June 15, 2013

at home in the curious city


Cool Vermicelli Salad 凉拌粉丝
My dad visits us twice a year which I've come to realize are the only opportunities for me to inherit some Chang family recipes. He is number four in a family of eight children and although two of his brothers are professional chefs, my dad claims he is the best cook in the family (which is probably a middle child attention thing). So here is a recipe I grew up not eating due to the spicy and tangy flavors that were too shocking to my baby taste buds, but that I really love now as an adult.
Ingredients (4 servings):
6 oz vermicelli
2 carrots thinly sliced
2.5 cups chopped cilantro and mint
1 tbs crushed peppercorn
1 tbs crushed red pepper flakes
1/2 tsp salt
2 tbs sugar
1 cup vegetable oil
1/2 cup white vinegar
1/4 cup soy sauce
2 tbs sesame oil
First step is to make the hot and spicy oil. Heat oil in a pan until it is hot. Add the peppercorn, red pepper flakes, and salt to the hot oil in the pan. Be careful when you do this because the oil might splatter. My dad took the heated oil outside to do this otherwise the whole house would smell like spicy oil. Transfer to a glass container and set aside to cool. 

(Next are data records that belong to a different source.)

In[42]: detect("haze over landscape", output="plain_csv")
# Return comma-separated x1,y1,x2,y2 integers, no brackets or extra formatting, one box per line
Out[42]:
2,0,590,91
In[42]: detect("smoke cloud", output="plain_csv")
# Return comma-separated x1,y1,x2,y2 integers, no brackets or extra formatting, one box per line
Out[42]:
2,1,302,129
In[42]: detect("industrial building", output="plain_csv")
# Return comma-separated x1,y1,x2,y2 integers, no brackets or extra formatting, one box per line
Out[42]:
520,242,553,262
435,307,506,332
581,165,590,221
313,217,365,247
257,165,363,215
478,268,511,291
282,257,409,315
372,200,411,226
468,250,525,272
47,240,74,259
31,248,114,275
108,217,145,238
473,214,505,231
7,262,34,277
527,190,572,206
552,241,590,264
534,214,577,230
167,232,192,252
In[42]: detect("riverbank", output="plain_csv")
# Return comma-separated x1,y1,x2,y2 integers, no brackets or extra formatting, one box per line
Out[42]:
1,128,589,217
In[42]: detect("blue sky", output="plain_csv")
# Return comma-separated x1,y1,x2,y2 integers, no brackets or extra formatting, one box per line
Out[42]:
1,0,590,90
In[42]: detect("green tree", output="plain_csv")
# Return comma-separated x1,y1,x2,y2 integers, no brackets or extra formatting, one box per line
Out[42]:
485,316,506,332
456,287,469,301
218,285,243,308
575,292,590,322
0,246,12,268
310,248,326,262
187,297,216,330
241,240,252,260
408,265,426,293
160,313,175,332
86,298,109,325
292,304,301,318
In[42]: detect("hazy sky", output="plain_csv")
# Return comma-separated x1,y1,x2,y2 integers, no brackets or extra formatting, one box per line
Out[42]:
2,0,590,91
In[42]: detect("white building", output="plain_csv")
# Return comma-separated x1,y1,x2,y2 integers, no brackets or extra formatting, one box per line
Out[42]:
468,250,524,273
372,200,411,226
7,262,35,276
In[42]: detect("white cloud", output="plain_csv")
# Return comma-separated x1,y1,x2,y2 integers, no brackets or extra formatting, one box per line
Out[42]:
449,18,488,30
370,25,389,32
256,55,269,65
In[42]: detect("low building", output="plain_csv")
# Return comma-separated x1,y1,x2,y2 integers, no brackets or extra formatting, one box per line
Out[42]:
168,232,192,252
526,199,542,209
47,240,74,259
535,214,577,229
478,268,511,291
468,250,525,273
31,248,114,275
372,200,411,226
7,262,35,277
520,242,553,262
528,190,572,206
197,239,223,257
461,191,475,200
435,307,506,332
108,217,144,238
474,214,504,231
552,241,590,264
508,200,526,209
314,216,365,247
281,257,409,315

Next is the dressing. Mix the white vinegar, soy sauce, sugar, and sesame oil. Set aside.

Boil a pot of water and cook the vermicelli for 2-3 minutes or until tender. Immediately transfer to a cold water bath. Cut into 1/3 sections or about 6 inches in length. 

Add carrots, cilantro, and mint to the vermicelli. Combine 5 tbs of the spicy oil with the dressing. Pour over the vermicelli and toss evenly. Depending on how spicy you want the dish, add more or less of the spicy oil as desired. 


Lychee Ice Cream
To complement Monica's asian summer dish, I thought of the perfect ending - lychee ice cream. I love that at Chinese restaurants, you are always given a mini dessert, whether it be oranges, fortune cookies, or lychee. You can finish off your cool vermicelli salad with this recipe I adapted from Scoop. The lychee ice cream is not too sweet and the chunks of fruit in it are a yummy surprise in each bite.

Ingredients (1 quart):
2 15-ounce cans of lychee
1.25 cups heavy whipping cream
1/3 cupe corn syrup
1/8 teaspoon kosher salt
1/2 cup whole milk
2 tablespoons cornstarch
juice from 1/2 a lemon
1/4 pure vanilla extract

1. Open the cans of lychee and drain the syrup into a medium pot. Put the lychee fruit into a food processor (or magic bullet) to puree later.

2. Put the pot over medium high heat until the syrup comes to a boil. When it is boiling, reduce the heat to low and simmer until about only half of the lychee syrup remains.

3. While the syrup is simmering away, mix the milk, cornstarch, lemon juice, and vanilla extract in a bowl. Stir until the cornstarch is dissolved.

4. Add whipping cream, corn syrup and salt to the pot and increase the heat to medium. Stir so the whole mixture does not get lumpy. When it begins to heat up, it will steam. Do not let it boil.

5. Once it steams, add the mixture you made in step 3. Reduce the fire to low. When it begins to boil, stir until there are no lumps and it becomes thicker. This is now considered custard! Turn off the flame.

6. Puree the lychee fruit with as much of the custard as you can fit into your container. In my case, I had to use two large containers from my fake magic bullet. Once you finish blending everything, put the fruit puree back into the pot and stir it all up.

7. Pour the hot custard and puree combination into a large bowl and cover with saran wrap. Make sure to press the wrap directly onto the surface of the liquid in order to prevent a skin from forming. Stick this in the fridge overnight.

8. Pour the whole mixture into your ice cream maker for about twenty minutes. I prefer to do this with the lights off because in my mind, it keeps the kitchen cooler and allows the ice cream maker to do its magic without fighting the heat. Enjoy and add the rest (if there's any left) to a freezer safe container.